The PDC cutters could also be as replaced with carbide insert or
other hardened inserts with a cutting edge, as shown in FIG. 6D. An
active cutting edge for a TCI insert would be defined by an insert
that has a surface with a radius of curvature that is less than 1/2
the diameter of the insert. For example, chisel, conical, or
sculptured inserts would all be considered as having an active
cutting edge. However, semi-round-top inserts or flat top inserts
pressed into the bit such that the flat face does not extend beyond
the surface of the bit body, would be considered non-active cutting
elements. An active cutting edge is also present where the cutting
element is a steel tooth or a PDC insert because these elements are
built to shear formation.
[0045] Another configuration within the scope of the invention
would be the manufacture of cutting elements further back than the
leading edge of the leg, so that an active cutting surface is
presented to the borehole wall in a similar way as disclosed above,
although this configuration is not preferred.

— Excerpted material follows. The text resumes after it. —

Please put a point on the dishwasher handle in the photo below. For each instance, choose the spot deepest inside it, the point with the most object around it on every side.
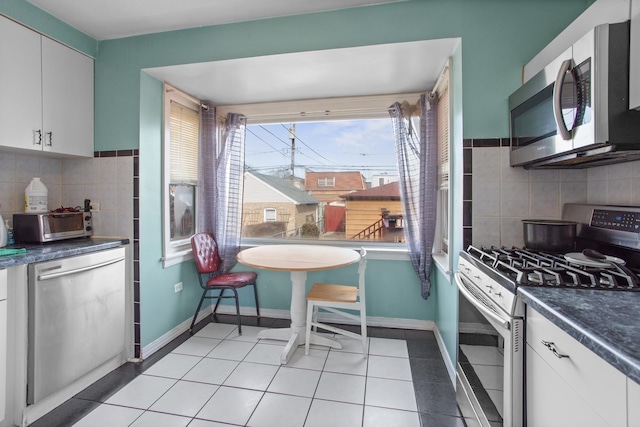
(79, 270)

[0046] Referring back to FIG. 2, during operation, nozzle 230
directs drilling fluid toward the bottom of the borehole. This
drilling mud flows around cone 210, cooling the inserts 212 that
cut the rock formation downhole. Simultaneously, the drilling mud
carries away the rock drillings created by the action of the
inserts 212. The continued ejection of drilling fluid from nozzle
230 and the rotating action of the drill bit and cones 210 forces
drilling fluid up against the mud lifter ramp 218 and PDC cutters
260. The drilling fluid then travels up toward the surface via mud
ramp 218, which helps to create a stable fluid flow path to the
surface. This stable fluid flow path minimize eddies, currents, and
other flow inhibiting phenomena. Mud ramp 218 therefore provides a
continuous channel from near the bottom of the wellbore to the top
of the drill bit body.
[0047] The rock bit design may also be altered to emphasize the mud
lifter ramp design and incorporate other inventive features. The
rock bit of FIG. 7A includes a cylindrical drill bit body 10 that
rotates about a longitudinal axis 18. Alternately, the body 10 may
be conical or other appropriate revolved shape. Drill bit body 10
includes a threaded pin connection 16 with pin shoulder 45 and a
side face region 1 near the upper portion of the drill bit body 10.
Each side face region 1 includes an array of inserts 5, whose
outermost surface may extend to gage diameter or may extend under
gage. A transition portion 11 exists between the side face region 1
and threaded connection 16, with a lubricant reservoir 17 being
located on the transition region 11 above the side face region 1.
Lubricant reservoir may be located not only on the top of the leg
as shown but may alternately be located on the side of the leg.
[0048] Three legs 2 (only one is fully shown) are disposed below
the side face region 1. Integrated nozzle 8 and nozzle boss 41 are
formed from the leading leg. Similarly, leg 2 forms a nozzle 7 and
nozzle boss (not fully shown). Each nozzle 7, 8 is in fluid
communication with a plenum inside the drill bit body 10. The
nozzles 7, 8 are positioned to spray drilling fluid 30 (also known
as drilling mud) toward the bottom of the borehole. A single
rotating cutter 4, with attached inserts 6 that penetrate and crush
the borehole bottom, attaches to the bottom of each leg 2.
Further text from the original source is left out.